Using multiple character sets

Introduction

This document provides an overview of how a web developer can code multi-language websites with different character sets. The examples uses ASP as the presentation server development language. A brief description is given on which settings needs to be configured within Tridion per website as well as providing best practises on presentation side coding for multiple languages.

1. Character Sets

In this document we will be talking about different character sets. Therefore it is important to understand what exactly a character set is.  

Definition

A character encoding is a code that pairs a set of natural language characters (such as an alphabet or syllabary) with a set of something else, such as numbers or electrical pulses. Common examples include Morse code, which encodes letters of the Latin alphabet as series of long and short depressions of a telegraph key; and ASCII, which encodes letters, numerals, and other symbols as both integers and 7-bit binary versions of those integers.

History

In computers and in data transmission between them, i.e. in digital data processing and transfer, data is internally presented as octets, as a rule. An octet is a small unit of data with a numerical value between 0 and 255, inclusively.The numerical values are presented in the normal (decimal) notation here, but notice that other presentations are used too, especially octal (base 8) or hexadecimal (base 16) notation. Octets are often called bytes, but in principle, octet is a more definite concept than byte. Internally, octets consist of eight bits (hence the name, from Latin octo'eight'), but we need not go into bit level here. However, you might need to know what the phrase "first bit set" or "sign bit set" means, since it is often used. In terms of numerical values of octets, it means that the value is greater than 127. In various contexts, such octets are sometimes interpreted as negative numbers, and this may cause various problems.
Different conventions can be established as regards to how an octet or a sequence of octets presents some data. For instance, four consecutive octets often form a unit that presents a real number according to a specific standard. We are here interested in the presentation of character data (or string data; a string is a sequence of characters) only.
In the simplest case, which is still widely used, one octet corresponds to one character according to some mapping table (encoding). Naturally, this allows at most 256 different characters being represented. There are several different encodings, such as the well-known ASCII encoding and the ISO Latin family of encodings. The correct interpretation and processing of character data of course requires knowledge about the encoding used. For HTML documents, such information should be sent by the Web server along with the document itself, using so-called HTTP headers (cf. to MIME headers).
Previously the ASCII encoding was usually assumed by default (and it is still very common). Nowadays ISO Latin 1, which can be regarded as an extension of ASCII, is often the default. The current trend is to avoid giving such a special position to ISO Latin 1 among the variety of encodings.
To enable the correct display of characters that are not found in the default ASCII character definition (0-255) the current web trend is to use the UTF-8 character set encoding to display otherwise unknown characters within the web browser(think of Chinese symbols, Arabic words etc.).   
 
In this document we will be looking at an example of how to display a foreign language correctly within an HTML document using UTF-8 encoding.   

2. Presentation Server

For the example shown I am assuming that ASP is the development language being used.
To enable the HTML document to display the content in the correct fashion you need to include the following pieces of code within your ASP code.

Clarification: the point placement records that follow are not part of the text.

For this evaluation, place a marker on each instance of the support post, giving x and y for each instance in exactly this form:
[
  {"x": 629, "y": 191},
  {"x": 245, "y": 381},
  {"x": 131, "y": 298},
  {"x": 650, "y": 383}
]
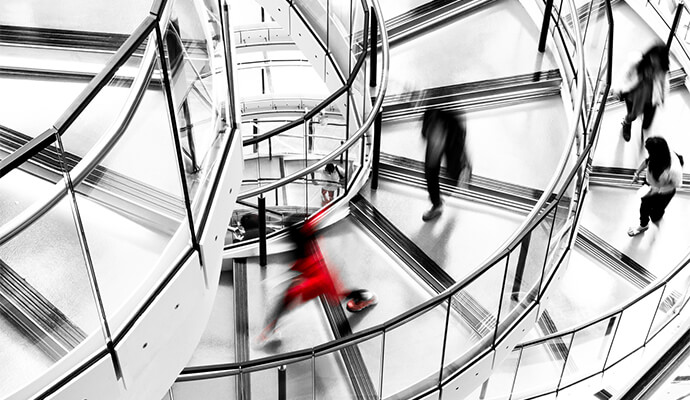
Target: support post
[
  {"x": 282, "y": 383},
  {"x": 373, "y": 48},
  {"x": 262, "y": 231},
  {"x": 520, "y": 268},
  {"x": 674, "y": 27},
  {"x": 377, "y": 151},
  {"x": 545, "y": 25},
  {"x": 255, "y": 133}
]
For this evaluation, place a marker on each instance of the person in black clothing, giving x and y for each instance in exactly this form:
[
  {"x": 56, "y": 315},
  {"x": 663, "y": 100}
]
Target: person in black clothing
[
  {"x": 643, "y": 87},
  {"x": 445, "y": 136}
]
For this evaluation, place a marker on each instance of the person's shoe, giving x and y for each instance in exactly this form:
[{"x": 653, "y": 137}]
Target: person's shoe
[
  {"x": 367, "y": 300},
  {"x": 632, "y": 231},
  {"x": 433, "y": 212},
  {"x": 266, "y": 336},
  {"x": 625, "y": 130}
]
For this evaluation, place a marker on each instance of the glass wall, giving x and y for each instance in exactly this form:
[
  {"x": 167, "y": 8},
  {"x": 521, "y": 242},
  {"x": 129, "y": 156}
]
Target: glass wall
[{"x": 102, "y": 206}]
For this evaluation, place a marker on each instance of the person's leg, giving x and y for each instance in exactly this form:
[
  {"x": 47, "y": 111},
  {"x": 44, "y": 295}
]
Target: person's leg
[
  {"x": 659, "y": 205},
  {"x": 646, "y": 204},
  {"x": 628, "y": 119},
  {"x": 291, "y": 295},
  {"x": 647, "y": 118},
  {"x": 434, "y": 189}
]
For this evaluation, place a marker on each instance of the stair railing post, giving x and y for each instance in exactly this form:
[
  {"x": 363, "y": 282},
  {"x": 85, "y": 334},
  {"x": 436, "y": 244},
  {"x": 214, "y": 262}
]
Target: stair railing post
[
  {"x": 545, "y": 25},
  {"x": 373, "y": 46},
  {"x": 377, "y": 151},
  {"x": 674, "y": 26},
  {"x": 282, "y": 383},
  {"x": 262, "y": 231}
]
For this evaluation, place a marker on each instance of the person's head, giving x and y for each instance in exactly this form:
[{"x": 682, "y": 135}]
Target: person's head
[
  {"x": 659, "y": 155},
  {"x": 656, "y": 58},
  {"x": 300, "y": 237}
]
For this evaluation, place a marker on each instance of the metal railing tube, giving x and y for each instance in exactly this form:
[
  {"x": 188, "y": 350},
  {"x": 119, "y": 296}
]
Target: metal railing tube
[{"x": 87, "y": 164}]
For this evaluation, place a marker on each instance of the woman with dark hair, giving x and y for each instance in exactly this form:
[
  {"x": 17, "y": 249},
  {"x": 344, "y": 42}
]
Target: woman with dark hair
[
  {"x": 664, "y": 175},
  {"x": 644, "y": 87}
]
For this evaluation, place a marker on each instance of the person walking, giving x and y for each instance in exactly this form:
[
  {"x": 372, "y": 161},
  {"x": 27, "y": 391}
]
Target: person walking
[
  {"x": 664, "y": 175},
  {"x": 331, "y": 182},
  {"x": 312, "y": 279},
  {"x": 445, "y": 136},
  {"x": 643, "y": 87}
]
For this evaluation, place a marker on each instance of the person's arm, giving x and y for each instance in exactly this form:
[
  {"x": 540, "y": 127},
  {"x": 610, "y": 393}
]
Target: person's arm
[{"x": 636, "y": 175}]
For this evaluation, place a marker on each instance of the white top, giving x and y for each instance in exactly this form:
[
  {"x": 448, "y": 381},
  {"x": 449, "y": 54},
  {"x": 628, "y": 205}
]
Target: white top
[{"x": 670, "y": 179}]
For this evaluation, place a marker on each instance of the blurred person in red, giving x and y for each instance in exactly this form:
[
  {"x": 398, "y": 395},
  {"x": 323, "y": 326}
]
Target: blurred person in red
[{"x": 312, "y": 279}]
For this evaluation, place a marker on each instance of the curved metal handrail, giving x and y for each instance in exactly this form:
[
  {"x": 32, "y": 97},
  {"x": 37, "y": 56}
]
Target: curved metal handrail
[
  {"x": 20, "y": 222},
  {"x": 650, "y": 290},
  {"x": 228, "y": 369}
]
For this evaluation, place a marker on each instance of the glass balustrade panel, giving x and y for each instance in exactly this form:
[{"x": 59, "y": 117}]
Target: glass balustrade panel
[
  {"x": 207, "y": 389},
  {"x": 315, "y": 12},
  {"x": 540, "y": 367},
  {"x": 595, "y": 34},
  {"x": 535, "y": 256},
  {"x": 247, "y": 12},
  {"x": 83, "y": 16},
  {"x": 589, "y": 350},
  {"x": 360, "y": 102},
  {"x": 675, "y": 296},
  {"x": 49, "y": 308},
  {"x": 133, "y": 207},
  {"x": 517, "y": 293},
  {"x": 104, "y": 116},
  {"x": 500, "y": 383},
  {"x": 196, "y": 71},
  {"x": 339, "y": 34},
  {"x": 352, "y": 372},
  {"x": 300, "y": 81},
  {"x": 634, "y": 326},
  {"x": 472, "y": 321},
  {"x": 358, "y": 37},
  {"x": 412, "y": 353}
]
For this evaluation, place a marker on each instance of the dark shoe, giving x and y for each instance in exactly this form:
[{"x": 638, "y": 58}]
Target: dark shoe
[
  {"x": 432, "y": 213},
  {"x": 634, "y": 231},
  {"x": 625, "y": 130},
  {"x": 367, "y": 300}
]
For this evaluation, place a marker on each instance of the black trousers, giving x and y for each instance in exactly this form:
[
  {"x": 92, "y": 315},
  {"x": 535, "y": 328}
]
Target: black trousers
[
  {"x": 647, "y": 116},
  {"x": 432, "y": 183},
  {"x": 653, "y": 207}
]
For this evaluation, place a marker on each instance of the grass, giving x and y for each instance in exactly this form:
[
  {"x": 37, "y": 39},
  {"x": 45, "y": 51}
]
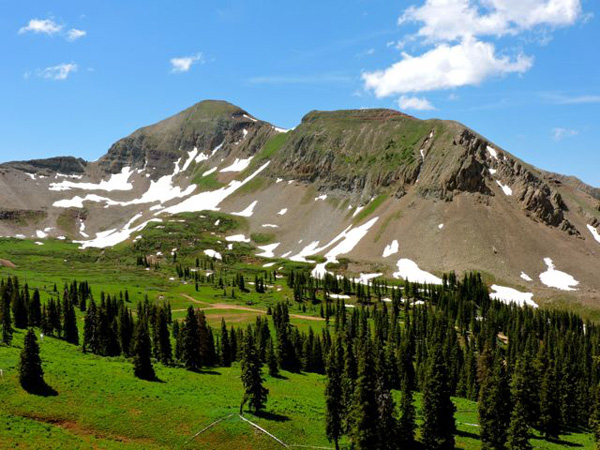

  1. You need to specify the correct encoding type for your ASP execution.
    <% @Language=VBScript Codepage=65001%>=
    <% Response.CodePage="65001" %>
  2. You need to find the Codepage value that matches the language that you are displaying.   
    You need to add a META tag defining the encoding type for the document:
    <meta http-equiv=Content-Type content="text/html; charset=UTF-8">
  3. If you wish to display a language that reads from right to left (bi-directional text, eg. Arabic) you can also force this by configuring the following to your HTML tag code:

3. Tridion Content Manager

We have taken a look at what you need to include within your presentation side coding to enable the correct displaying of foreign languages. These coding pieces will most likely reside within your Page templates. When you publish your pages the correct coding will then be inserted per publication / web site / language.   
There are also a few settings that you have to configure within the Tridion Content Manager GUI (graphical user interface) to enable the functionality.   
When you publish a page within a publication it is published to a publication target. Every publication target has the Target Language and Default Code Page values that you can configure.   This is dependant to which type of presentation server you are publishing to (IIS, BEA, IBM Websphere etc.)  

Once you have set the correct Target Language you now have to set the correct Default Code Page so that the rendering of your pages provide the content with the correct Unicode encoding standard.   
When you are publishing your content in a foreign language you will most likely set this value to Unicode (UTF-8).
 
Once you have configured the publication targets correctly and updated your templates to provide the client web browser with the correct Unicode standard to use you can now go ahead and publish your website contents for all foreign languages.

4. Blueprinting

When you are creating multiple websites in different languages within the Tridion Content Manager you can utilize Blueprinting to ease the encoding that is needed to output the correct content.   
 
One example is to put the Unicode standards and META tag information in a system component. Your page template then reads this information from the system component.   
You can then localize the system component per publication/website and configure the correct character set to be used to display that specific language correctly.